Ces avancées rendent le processus plus efficace, modulable et respectueux de l’environnement, tout en permettant aux pays de mieux aligner leurs infrastructures sur leurs visions nationales de développement et de croissance.

Le marché du dessalement est en pleine expansion. « Le marché devrait accélérer sa croissance au cours des cinq prochaines années, principalement au Moyen-Orient, en Asie-Pacifique et dans certains pays d’Europe, avec une capacité prévue d’environ 40 millions de m³ par jour », note Brachlianoff. La demande varie selon les territoires : certains privilégient de grandes installations centralisées, comme les usines de Mirfa 2 et Hassyan aux Émirats arabes unis, tandis que d’autres optent pour des solutions plus compactes ou modulaires.

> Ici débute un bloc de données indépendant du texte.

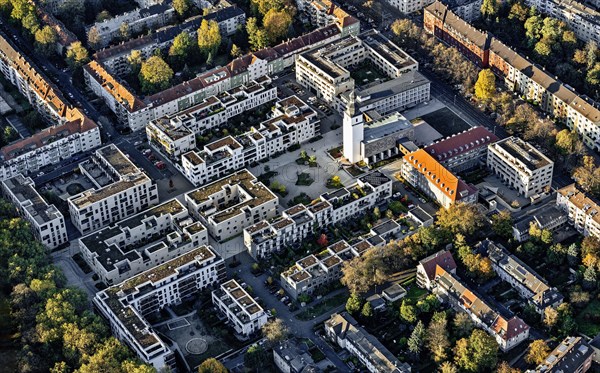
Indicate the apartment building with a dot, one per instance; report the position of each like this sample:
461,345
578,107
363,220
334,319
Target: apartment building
522,278
447,26
573,354
47,223
229,205
463,151
127,304
120,190
582,19
582,211
142,241
325,70
343,330
426,269
136,112
292,122
520,166
136,20
425,173
244,315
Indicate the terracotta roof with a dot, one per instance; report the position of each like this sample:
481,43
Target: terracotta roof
438,175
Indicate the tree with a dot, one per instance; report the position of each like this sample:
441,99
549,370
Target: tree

Avec près de 19 % de la capacité installée dans la région, Veolia est un acteur clé du secteur. Le dessalement ne constitue toutefois pas une solution unique : la directrice générale du groupe rappelle qu’il doit être complété par la réutilisation de l’eau et l’optimisation des réseaux afin de garantir un approvisionnement fiable et durable.

La durabilité du dessalement dépend de sa capacité à rester abordable et respectueux de l’environnement. Dans les régions exposées au stress hydrique, comme le Moyen-Orient et l’Afrique du Nord, cette technologie restera toutefois un pilier de la sécurité de l’eau.